Objective: To evaluate clinical practices and hospital resource organization during the early COVID-19 pandemic in Brazil.

Methods: This was a multicenter, cross-sectional survey. An electronic questionnaire was provided to emergency department and intensive care unit physicians attending COVID-19 patients. The survey comprised four domains: characteristics of the participants, clinical practices, COVID-19 treatment protocols and hospital resource organization.

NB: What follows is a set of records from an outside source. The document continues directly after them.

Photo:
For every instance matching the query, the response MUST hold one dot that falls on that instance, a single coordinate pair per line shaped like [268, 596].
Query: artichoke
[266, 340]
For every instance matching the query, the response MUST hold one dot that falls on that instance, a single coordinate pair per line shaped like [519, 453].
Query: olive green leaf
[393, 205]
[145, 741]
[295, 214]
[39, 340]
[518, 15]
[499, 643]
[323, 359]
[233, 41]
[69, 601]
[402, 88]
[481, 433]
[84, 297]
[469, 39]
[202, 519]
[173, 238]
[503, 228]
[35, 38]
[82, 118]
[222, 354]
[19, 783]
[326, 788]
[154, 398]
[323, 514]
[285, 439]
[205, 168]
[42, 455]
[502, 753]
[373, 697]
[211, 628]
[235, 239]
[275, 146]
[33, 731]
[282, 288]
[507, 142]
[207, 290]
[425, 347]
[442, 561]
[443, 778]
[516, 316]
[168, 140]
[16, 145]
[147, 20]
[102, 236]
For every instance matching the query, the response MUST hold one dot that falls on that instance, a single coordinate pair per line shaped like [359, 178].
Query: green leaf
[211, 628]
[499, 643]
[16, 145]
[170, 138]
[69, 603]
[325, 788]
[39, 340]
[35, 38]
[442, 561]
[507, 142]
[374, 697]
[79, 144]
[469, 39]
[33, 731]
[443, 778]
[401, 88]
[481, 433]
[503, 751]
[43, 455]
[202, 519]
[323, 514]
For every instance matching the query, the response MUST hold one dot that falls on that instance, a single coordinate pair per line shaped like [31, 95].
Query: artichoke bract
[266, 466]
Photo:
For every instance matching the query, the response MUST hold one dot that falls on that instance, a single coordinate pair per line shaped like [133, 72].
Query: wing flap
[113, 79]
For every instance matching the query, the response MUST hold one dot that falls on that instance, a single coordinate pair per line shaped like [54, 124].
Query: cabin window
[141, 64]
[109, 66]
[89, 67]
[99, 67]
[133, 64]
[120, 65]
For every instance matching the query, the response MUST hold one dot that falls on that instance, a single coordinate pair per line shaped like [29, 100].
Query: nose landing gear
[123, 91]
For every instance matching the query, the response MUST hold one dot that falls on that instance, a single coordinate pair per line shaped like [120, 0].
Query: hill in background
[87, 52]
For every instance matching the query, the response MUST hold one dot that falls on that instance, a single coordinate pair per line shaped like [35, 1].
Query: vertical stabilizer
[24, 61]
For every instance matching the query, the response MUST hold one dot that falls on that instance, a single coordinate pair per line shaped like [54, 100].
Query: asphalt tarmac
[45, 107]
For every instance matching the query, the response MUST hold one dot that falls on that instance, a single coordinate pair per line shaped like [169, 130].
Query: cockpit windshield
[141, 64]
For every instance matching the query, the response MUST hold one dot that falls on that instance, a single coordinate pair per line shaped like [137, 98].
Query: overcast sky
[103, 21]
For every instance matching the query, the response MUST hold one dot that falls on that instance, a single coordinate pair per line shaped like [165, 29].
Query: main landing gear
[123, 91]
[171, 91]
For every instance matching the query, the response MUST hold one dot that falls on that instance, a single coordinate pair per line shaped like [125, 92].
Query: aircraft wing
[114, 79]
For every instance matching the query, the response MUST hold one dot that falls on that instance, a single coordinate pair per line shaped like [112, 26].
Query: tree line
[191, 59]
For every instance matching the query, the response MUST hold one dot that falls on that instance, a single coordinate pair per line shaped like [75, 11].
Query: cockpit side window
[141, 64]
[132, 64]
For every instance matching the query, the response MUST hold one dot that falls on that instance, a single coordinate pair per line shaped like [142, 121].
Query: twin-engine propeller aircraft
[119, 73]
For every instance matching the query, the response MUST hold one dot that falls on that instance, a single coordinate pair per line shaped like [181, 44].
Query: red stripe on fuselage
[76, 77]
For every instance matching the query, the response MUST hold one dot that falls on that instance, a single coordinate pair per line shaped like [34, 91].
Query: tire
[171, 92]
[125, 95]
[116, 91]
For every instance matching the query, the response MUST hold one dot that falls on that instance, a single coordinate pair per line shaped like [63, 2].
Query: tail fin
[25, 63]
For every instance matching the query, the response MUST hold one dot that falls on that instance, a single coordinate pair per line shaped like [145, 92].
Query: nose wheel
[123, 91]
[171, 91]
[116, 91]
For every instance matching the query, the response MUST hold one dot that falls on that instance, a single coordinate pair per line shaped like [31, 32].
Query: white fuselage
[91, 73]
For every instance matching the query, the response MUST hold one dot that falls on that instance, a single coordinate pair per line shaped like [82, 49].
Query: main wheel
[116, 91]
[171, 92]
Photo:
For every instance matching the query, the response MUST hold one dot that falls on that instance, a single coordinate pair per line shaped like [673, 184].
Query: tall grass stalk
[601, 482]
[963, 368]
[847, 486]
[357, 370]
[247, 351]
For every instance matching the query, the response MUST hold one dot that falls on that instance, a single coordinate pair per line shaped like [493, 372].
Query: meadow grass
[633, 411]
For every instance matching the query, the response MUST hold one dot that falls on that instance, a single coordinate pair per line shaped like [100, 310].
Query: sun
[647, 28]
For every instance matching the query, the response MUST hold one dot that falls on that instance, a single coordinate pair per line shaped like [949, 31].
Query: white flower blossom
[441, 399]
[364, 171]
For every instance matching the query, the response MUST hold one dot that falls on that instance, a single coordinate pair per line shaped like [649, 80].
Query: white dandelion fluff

Results: Between May and June 2020, 284 participants [median (interquartile ranges) age 39 (33 - 47) years, 56.3% men] responded to the survey; 33% were intensivists, and 9% were emergency medicine specialists. Half of the respondents worked in public hospitals. Noninvasive ventilation (89% versus 73%; p = 0.001) and highflow nasal cannula (49% versus 32%; p = 0.005) were reported to be more commonly available in private hospitals than in public hospitals. Mechanical ventilation was more commonly used in public hospitals than private hospitals (70% versus 50%; p = 0,024). In the Emergency Departments, positive endexpiratory pressure was most commonly adjusted according to SpO2, while in the intensive care units, positive end-expiratory pressure was adjusted according to the best lung compliance. In the Emergency Departments, 25% of the respondents did not know how to set positive end-expiratory pressure. Compared to private hospitals, public hospitals had a lower availability of protocols for personal protection equipment during tracheal intubation (82% versus 94%; p = 0.005), managing mechanical ventilation [64% versus 75%; p = 0.006] and weaning patients from mechanical ventilation [34% versus 54%; p = 0.002]. Finally, patients spent less time in the emergency department before being transferred to the intensive care unit in private hospitals than in public hospitals [2 (1 - 3) versus 5 (2 - 24) hours; p < 0.001].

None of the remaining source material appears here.